Recent studies (most notably the work of US-based Angela Duckworth) have found that character, not cognitive ability, is the single most reliable determinant of how a person’s life will turn out. The traits associated with success include the inclination to persist at boring or difficult tasks (grit), the ability to delay gratification (self-control) and the ability to follow through with a plan (conscientiousness). Writer’s NOTE: I’m currently researching these and others character traits and I look forward to sharing them through different forums.

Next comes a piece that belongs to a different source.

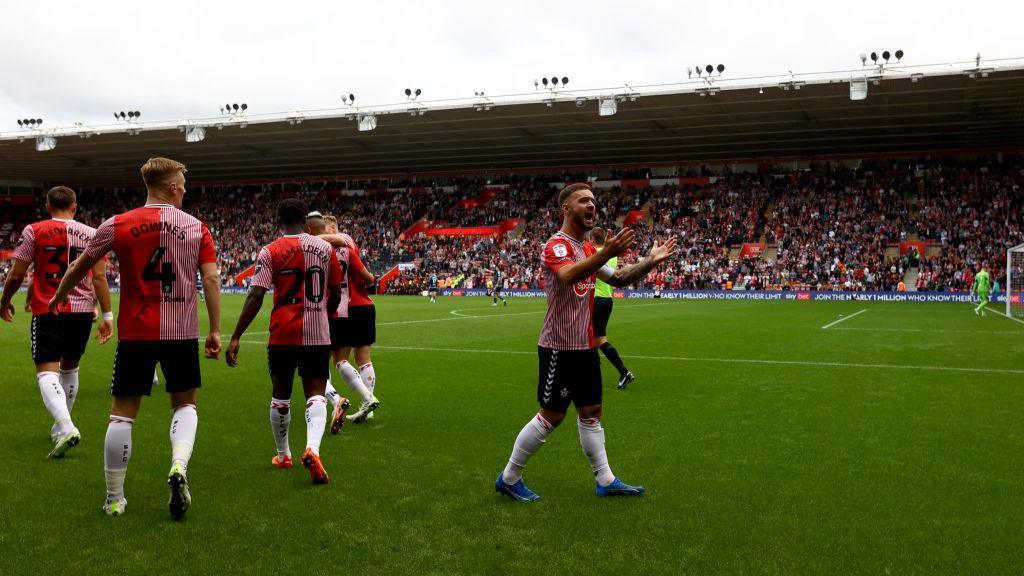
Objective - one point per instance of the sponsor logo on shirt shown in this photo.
(583, 288)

7. Roll down Redundancy Road

The fundamental role of a parent is to make yourself redundant. Always has been. Always will be. There are three ways to do this– teach skills of independence, develop self-help skills and allow kids to learn from their mistakes. If your current parenting is heading toward Dependency Drive, it’s never too late to take a turn and head down a different road toward Redundancy. Start small but, for goodness sake, start now.

8. Practice reciprocity

The best families, like the most meaningful, communities are built around the principle of reciprocity. “We help each other out and we treat each other fairly” builds belonging and forges greater kinship between siblings.

9. Encourage social risk-taking

One in three children are risk-adverse when it comes to meeting new people and entering new social situations. Social media removes risk for these kids, yet it’s not the answer. Use a variety of strategies ranging from scaffolding (baby steps), practising meeting and speaking to new friends and modelling social risk-taking yourself.

10. Get a coach or mentor

The quickest way to get better at any skill is to get a coach or use a mentor to share their experiences and show you the way. (I’ve got coaches and mentors for everything from speaking, writing and social media through to golf, scuba diving and my other interests.) Parenting is no different. Draw on the expertise and experience of trusted sources to help you be the best parent you can be this year.